My triceps 'at the back of my biceps' are hard as rock. great! the underside are still sloppy and despite great form and weights etc im struggling to harden up the underside (the longer and fatter part of the tricep) shape IS there but its just not growing like the 'side' part.

apologies for the poor references!

my usual routine would be something like this:

weighted dips: 4x 10-20kg

skulls: 4x 10-15kg

cable pulldowns 4x whole stack (27.5kg?)

single arm cable pullbacks (kneeling on the floor, one arm at a time) 4x 7 or 10kg

triceps extensions 4x 25-30kg

plus others on different days

am i missing some classic exercises? im happy with form its just not coming on like the rest of my body!

cheers, k


----------



## barsnack (Mar 12, 2011)

why you doing so much, thats bout 20 different reps, maybe yuor over training, less is more sometimes


----------



## Kilmarnocklad (Aug 22, 2012)

definately agree with barsnack on this one, the triceps can be overtrained very easily. i would cut this down a bit mate, maybe swap one of the exercises for close grip bench presses? try lowering the total reps for say 4 weeks, and see if you notice any difference?


----------



## rectus (Jan 18, 2012)

Can one over train a muscle group? I don't think you need to do that many tricep movements, just two should be enough. One as a secondary muscle on the bench press and two as a lying tricep extension or similar. Maybe it's not as solid as you like due to your body fat levels? Or maybe you're not tensing it correctly as it's relaxed when the elbow is flexed. Also consider genetics.


----------



## anabolik (Aug 19, 2010)

Way too much going on there.

Choose 2 exercises, one compound and one isolation movement. Close grip bench/tricep dips and pushdowns/extensions will get you some nice triceps.


----------



## Jones123 (Jan 21, 2011)

Thank you guys for your replies.

Common theme is I'm doing too much?? Really?? Doing 2 or 3 different good heavy excercises with proper form etc just seems too little in my head? I understand the concept of overtraining and @ rectus, bodyfat will be an issue! Although I'm good, not that good!!
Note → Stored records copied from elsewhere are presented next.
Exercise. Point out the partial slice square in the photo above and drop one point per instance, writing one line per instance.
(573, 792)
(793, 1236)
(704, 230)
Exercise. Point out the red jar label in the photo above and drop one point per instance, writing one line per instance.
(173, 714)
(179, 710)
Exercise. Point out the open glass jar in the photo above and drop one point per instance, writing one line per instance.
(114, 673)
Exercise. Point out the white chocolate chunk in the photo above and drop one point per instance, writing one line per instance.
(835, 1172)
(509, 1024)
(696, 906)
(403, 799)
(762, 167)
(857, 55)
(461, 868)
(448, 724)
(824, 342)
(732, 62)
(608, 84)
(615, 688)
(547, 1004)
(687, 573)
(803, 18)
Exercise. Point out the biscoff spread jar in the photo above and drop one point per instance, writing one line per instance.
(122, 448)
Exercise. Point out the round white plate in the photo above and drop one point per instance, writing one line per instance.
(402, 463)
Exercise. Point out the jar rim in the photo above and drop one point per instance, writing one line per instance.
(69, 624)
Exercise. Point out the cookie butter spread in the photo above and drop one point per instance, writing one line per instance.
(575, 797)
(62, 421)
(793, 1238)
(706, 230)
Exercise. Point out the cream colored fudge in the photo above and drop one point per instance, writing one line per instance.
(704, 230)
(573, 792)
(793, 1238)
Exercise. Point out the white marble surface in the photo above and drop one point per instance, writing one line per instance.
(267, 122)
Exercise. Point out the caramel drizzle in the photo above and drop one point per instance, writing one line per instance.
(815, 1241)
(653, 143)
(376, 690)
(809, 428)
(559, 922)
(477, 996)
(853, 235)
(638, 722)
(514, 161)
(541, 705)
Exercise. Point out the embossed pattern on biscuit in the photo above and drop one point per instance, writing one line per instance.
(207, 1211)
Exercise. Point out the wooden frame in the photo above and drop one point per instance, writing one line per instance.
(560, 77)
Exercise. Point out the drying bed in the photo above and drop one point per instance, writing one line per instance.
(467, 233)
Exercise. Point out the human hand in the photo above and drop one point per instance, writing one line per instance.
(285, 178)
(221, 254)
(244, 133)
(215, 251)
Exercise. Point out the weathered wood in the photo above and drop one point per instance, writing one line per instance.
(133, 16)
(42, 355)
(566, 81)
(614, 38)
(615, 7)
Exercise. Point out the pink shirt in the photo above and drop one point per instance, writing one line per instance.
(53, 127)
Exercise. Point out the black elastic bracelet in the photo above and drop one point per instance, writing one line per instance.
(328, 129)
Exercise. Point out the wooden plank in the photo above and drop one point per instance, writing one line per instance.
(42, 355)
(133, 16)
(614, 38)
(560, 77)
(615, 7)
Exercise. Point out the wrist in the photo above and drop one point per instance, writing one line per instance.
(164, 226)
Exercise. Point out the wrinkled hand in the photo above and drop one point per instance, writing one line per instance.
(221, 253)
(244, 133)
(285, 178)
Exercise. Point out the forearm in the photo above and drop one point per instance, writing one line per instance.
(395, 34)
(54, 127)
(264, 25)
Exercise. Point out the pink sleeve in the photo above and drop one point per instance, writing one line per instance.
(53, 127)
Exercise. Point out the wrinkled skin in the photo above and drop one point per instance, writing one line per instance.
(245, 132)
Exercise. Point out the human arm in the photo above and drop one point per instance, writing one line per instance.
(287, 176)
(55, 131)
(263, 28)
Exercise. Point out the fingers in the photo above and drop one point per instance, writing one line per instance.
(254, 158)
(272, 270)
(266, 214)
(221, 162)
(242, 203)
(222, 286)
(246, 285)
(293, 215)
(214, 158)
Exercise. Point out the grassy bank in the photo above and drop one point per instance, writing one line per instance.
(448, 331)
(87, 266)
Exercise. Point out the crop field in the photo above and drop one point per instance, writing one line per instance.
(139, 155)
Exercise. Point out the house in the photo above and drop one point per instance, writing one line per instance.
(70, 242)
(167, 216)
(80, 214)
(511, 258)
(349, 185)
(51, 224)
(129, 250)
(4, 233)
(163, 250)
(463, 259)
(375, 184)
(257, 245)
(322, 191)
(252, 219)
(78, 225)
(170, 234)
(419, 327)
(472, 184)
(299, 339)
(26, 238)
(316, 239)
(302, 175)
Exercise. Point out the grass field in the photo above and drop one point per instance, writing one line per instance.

Can someone suggest a good routine or me to try?


----------



## Jones123 (Jan 21, 2011)

Just further to my last.....what damage am I doing by doing so many excercises? Why is less better??


----------



## RascaL18 (Nov 13, 2008)

Read arnies encyclopedia and tell me he's doing too much. They used to train 4-5 hours at a time untill they couldn't train no more! They trained and had a break and came back and trained again! Its not so much the 'doing too much' its the not enough rest that's more than likely the case! I train chest-mon, bi/tri/fore-tues, back-weds. So triceps are near chest, and biceps are near the back, full days rest whilst I do legs, then shoulders, and 2 days rest. And I've always trained for a hour -2hours sometimes more. And I've been to 19st10lbs, so you can't tell me its too much training!


----------



## anabolik (Aug 19, 2010)

RascaL18 said:


> Read arnies encyclopedia and tell me he's doing too much. They used to train 4-5 hours at a time untill they couldn't train no more! They trained and had a break and came back and trained again! Its not so much the 'doing too much' its the not enough rest that's more than likely the case! I train chest-mon, bi/tri/fore-tues, back-weds. So triceps are near chest, and biceps are near the back, full days rest whilst I do legs, then shoulders, and 2 days rest. And I've always trained for a hour -2hours sometimes more. And I've been to 19st10lbs, so you can't tell me its too much training!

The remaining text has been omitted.